A Parse or Syntax Error often appears after you’ve added new code or modified existing code in essential files like wp-config.php or .htaccess. Even a small mistake can get you locked out of WordPress and cause your whole site to go down.

If you’ve recently edited code, the first step is to revisit the changes. Use FTP or your hosting control panel to access your site files. Open the file you last modified and carefully review the code. Look for missing semicolons, extra brackets, or typos. These small errors can cause big problems.

If you’re not sure where the mistake is, try removing the most recent changes you made to the code. Save the file and check your site. If the error goes away, then the issue was with the code you added or modified.

Once you’ve resolved the issue, take extra care when editing code in the future. Always take backups before making changes and use staging sites to test new code. This will help prevent similar errors from disrupting your site.

10. You are seeing HTTP errors

HTTP errors, such as 400, 404, 405, 502, and 504, indicate that something is off with your site’s configuration. Each of these errors points to different issues, but they generally mean that the server and your site aren’t communicating properly. These errors can be frustrating for both you and your visitors, and can get you locked out of WordPress. Thankfully, there are ways to address them.

For a 400 error, it often involves a bad request, meaning the server could not understand the request due to malformed syntax. A 404 error happens when a page can’t be found, usually because a URL is incorrect or the page has been moved. A 405 error means a method used in an HTTP request is not allowed by the server. Errors like 502 and 504 often relate to server overload or problems with a gateway.

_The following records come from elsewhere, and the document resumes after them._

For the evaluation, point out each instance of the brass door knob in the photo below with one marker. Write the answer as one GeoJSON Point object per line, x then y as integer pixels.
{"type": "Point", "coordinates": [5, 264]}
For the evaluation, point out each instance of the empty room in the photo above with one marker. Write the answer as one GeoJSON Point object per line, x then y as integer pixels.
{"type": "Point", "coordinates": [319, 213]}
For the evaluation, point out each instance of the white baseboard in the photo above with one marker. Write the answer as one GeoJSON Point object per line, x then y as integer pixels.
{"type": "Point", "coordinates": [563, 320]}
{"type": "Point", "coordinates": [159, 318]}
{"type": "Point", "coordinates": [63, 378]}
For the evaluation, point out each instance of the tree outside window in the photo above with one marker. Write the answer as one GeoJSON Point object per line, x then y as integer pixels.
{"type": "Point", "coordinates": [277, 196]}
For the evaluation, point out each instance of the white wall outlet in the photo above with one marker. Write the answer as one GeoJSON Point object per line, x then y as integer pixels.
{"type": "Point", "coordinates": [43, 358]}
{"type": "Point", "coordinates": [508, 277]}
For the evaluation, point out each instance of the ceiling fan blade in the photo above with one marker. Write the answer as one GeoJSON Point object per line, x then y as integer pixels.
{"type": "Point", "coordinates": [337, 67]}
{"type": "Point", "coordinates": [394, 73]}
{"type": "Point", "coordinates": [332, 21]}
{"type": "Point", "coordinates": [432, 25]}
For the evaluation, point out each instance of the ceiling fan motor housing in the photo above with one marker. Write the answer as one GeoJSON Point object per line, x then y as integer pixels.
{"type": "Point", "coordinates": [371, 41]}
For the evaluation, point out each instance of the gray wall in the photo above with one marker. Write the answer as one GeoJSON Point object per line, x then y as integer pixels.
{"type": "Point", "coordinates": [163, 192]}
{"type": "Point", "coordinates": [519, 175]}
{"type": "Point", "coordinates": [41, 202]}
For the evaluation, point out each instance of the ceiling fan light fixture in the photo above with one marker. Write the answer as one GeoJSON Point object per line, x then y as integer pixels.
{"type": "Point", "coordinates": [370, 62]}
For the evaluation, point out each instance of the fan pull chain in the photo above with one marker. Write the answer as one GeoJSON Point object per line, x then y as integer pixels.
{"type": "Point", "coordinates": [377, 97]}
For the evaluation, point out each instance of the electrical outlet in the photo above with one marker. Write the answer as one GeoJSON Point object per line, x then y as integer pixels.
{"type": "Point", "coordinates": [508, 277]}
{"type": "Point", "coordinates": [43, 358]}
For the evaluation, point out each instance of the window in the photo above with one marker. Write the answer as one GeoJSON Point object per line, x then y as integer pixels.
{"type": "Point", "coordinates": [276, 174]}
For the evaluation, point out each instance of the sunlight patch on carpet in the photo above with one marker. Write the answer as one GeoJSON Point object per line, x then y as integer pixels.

Address these HTTP errors systematically to improve your site’s performance and ensure a smoother experience for your users.

Final thoughts

Getting locked out of WordPress can be frustrating. But the good news is that most problems behind this issue have simple fixes. Whether it’s a forgotten password or a plugin problem, you can follow easy steps to get back in. Understanding what causes these issues is the first step to handling them efficiently.

To prevent future login troubles, use MalCare. It does more than just protect your login through CAPTCHA and 2FA. MalCare offers a powerful malware scanner and cleaner to keep your site safe. Its smart firewall guards against attacks, and vulnerability protection keeps your site secure. So that you can focus on your site and leave your security worries to us.

FAQs

Why am I locked out of my WordPress site?

You might be locked out of your WordPress site for several reasons. It could be a forgotten password, too many failed login attempts, or issues with a plugin like 2FA or CAPTCHA. Sometimes, changing the site URL or losing admin privileges can also lock you out. Check for recent changes you made, and try to use password recovery or other solutions to fix the problem.

How do I regain access to my WordPress site?

To regain access, start by resetting your password through the Forgot your password? option. If that doesn’t work, use phpMyAdmin to reset it. Check if plugins like 2FA or CAPTCHA are causing issues and deactivate them if needed. Also, make sure the site URL is correct and that you still have admin privileges. Addressing these areas can help you get back into your site.

How long does WordPress lock you out for?

WordPress may lock you out for about 15 minutes after too many failed login attempts. This happens because it thinks it’s under a brute-force attack. After the time passes, you can try logging in again. However, if WordPress feels the brute-force attacks are continuing, it will add on 15-minute locks for as long as the attacks last.